CC: O MST pode vir a apoiar a criação de um partido político, por meio do Consulta Popular? A partidarização, enfim, pode ser um caminho para o MST ou parte dele?
JPS: Os partidos políticos no Brasil estão desgastados e possuem pouca coerência com programas de nação ou ideologias de classe.  Em geral, são usados por pessoas e grupos, apenas como trampolim para cargos e recursos públicos. Mas a organização política na sociedade é fundamental para construir as mudanças. O MST é um movimento social, autônomo, com base social no meio rural e nas cidades. Nós devemos estimular como militantes sociais e cidadãos, a revitalização da prática política no País, mas o caminho do MST deve ser apenas a luta pela reforma agrária popular.

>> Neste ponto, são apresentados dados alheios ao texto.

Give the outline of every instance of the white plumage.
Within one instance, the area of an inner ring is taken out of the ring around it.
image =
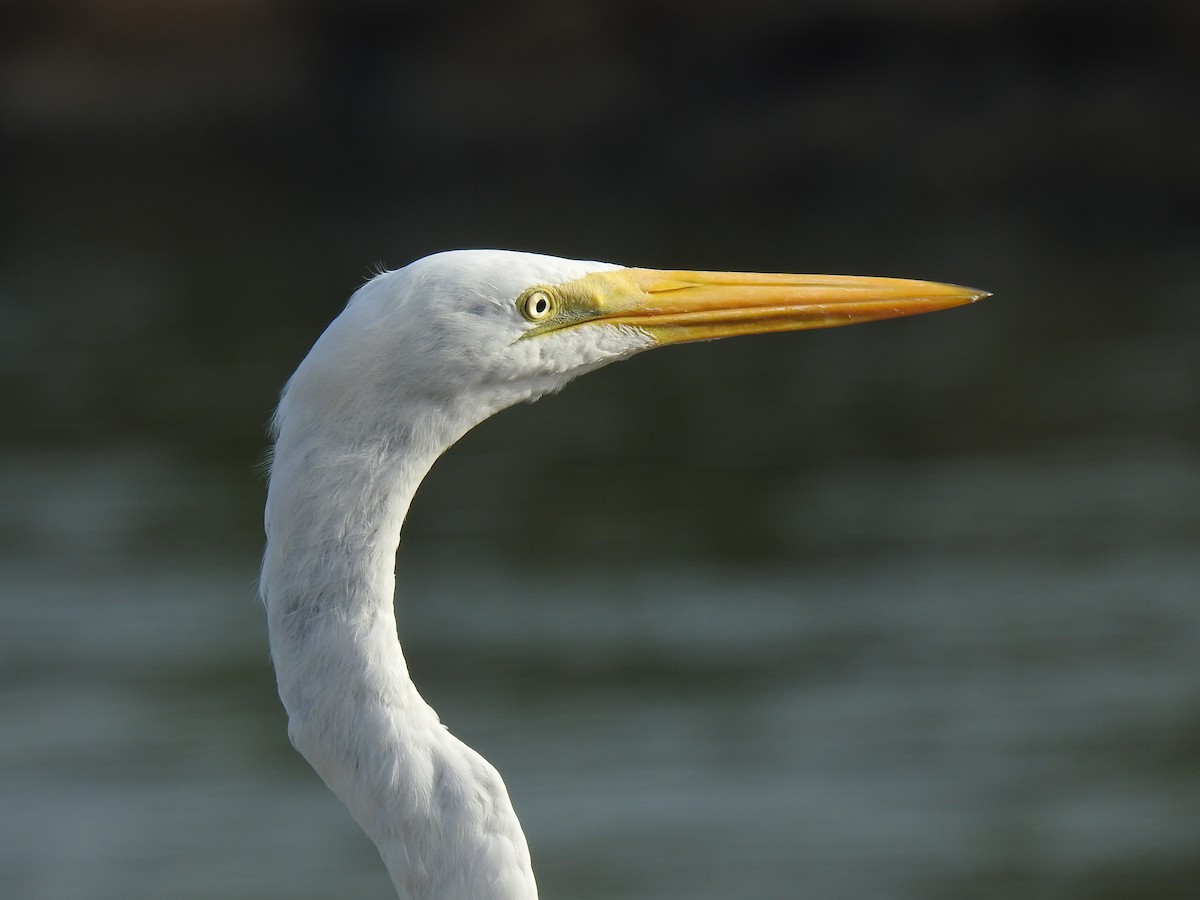
[[[660,272],[452,251],[370,281],[292,377],[275,420],[262,595],[296,749],[408,900],[529,900],[496,769],[408,676],[392,606],[413,494],[473,426],[650,347],[943,308],[965,288]]]

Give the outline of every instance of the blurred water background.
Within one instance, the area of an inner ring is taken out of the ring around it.
[[[542,895],[1190,898],[1188,0],[0,4],[0,895],[390,895],[292,751],[264,425],[454,246],[988,288],[504,413],[400,558]]]

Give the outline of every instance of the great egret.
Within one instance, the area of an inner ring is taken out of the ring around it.
[[[350,298],[275,416],[262,595],[292,743],[376,842],[402,898],[538,895],[499,773],[421,700],[397,641],[401,524],[434,460],[493,413],[652,347],[982,296],[480,250],[426,257]]]

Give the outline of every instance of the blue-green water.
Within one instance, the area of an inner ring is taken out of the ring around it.
[[[504,773],[545,896],[1186,896],[1200,468],[1084,455],[778,476],[758,559],[664,558],[637,529],[521,559],[418,517],[414,676]],[[164,506],[228,503],[221,476],[8,463],[4,528],[38,540],[0,559],[0,893],[388,896],[287,745],[254,548],[145,550]]]

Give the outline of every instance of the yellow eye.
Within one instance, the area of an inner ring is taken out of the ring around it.
[[[554,300],[545,290],[530,290],[521,300],[521,314],[529,322],[545,322],[554,314]]]

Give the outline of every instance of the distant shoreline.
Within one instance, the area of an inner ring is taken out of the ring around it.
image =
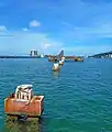
[[[14,56],[14,55],[0,55],[0,58],[41,58],[41,56]]]

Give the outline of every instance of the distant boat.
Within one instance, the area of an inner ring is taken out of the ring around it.
[[[18,86],[15,94],[4,99],[4,112],[10,117],[37,118],[41,117],[43,109],[44,96],[34,96],[32,85]]]
[[[43,54],[41,54],[41,57],[43,58],[43,57],[44,57],[44,55],[43,55]]]
[[[76,57],[75,62],[83,62],[83,58],[82,57]]]

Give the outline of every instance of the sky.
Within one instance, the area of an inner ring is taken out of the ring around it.
[[[0,55],[112,50],[112,0],[0,0]]]

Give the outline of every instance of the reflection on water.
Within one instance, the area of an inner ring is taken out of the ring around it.
[[[53,72],[53,77],[54,77],[54,78],[58,78],[58,77],[59,77],[59,73],[60,73],[60,72]]]
[[[7,120],[2,132],[41,132],[37,120],[20,122],[15,120]]]

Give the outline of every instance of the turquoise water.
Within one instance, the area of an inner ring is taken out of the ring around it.
[[[3,99],[21,84],[32,84],[36,95],[45,96],[41,132],[112,132],[112,59],[66,62],[59,73],[52,65],[46,58],[0,59],[1,132],[12,132],[5,125]]]

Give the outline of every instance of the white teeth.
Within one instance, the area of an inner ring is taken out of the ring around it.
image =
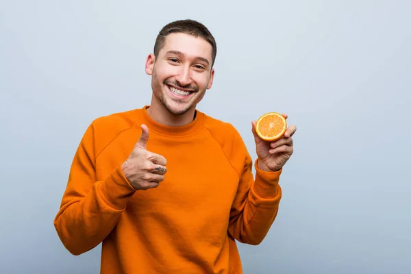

CC: Qual é o futuro para o modelo atual?
JPS: Acredito que embora a expressão reforma agrária esteja desgastada e a imprensa burguesa nos faça uma campanha permanente contra a luta dos trabalhadores, pois é aí, onde ela tem hegemonia absoluta,  no futuro teremos grandes mudanças no modelo agrícola e na sociedade brasileira.  Pois o modelo do capital de apenas organizar a produção agrícola para o lucro,  agredindo o meio ambiente e usando venenos, é insustentável no longo prazo. E a sociedade, em geral, e a natureza estarão do nosso lado para realizar as mudanças estruturais necessárias.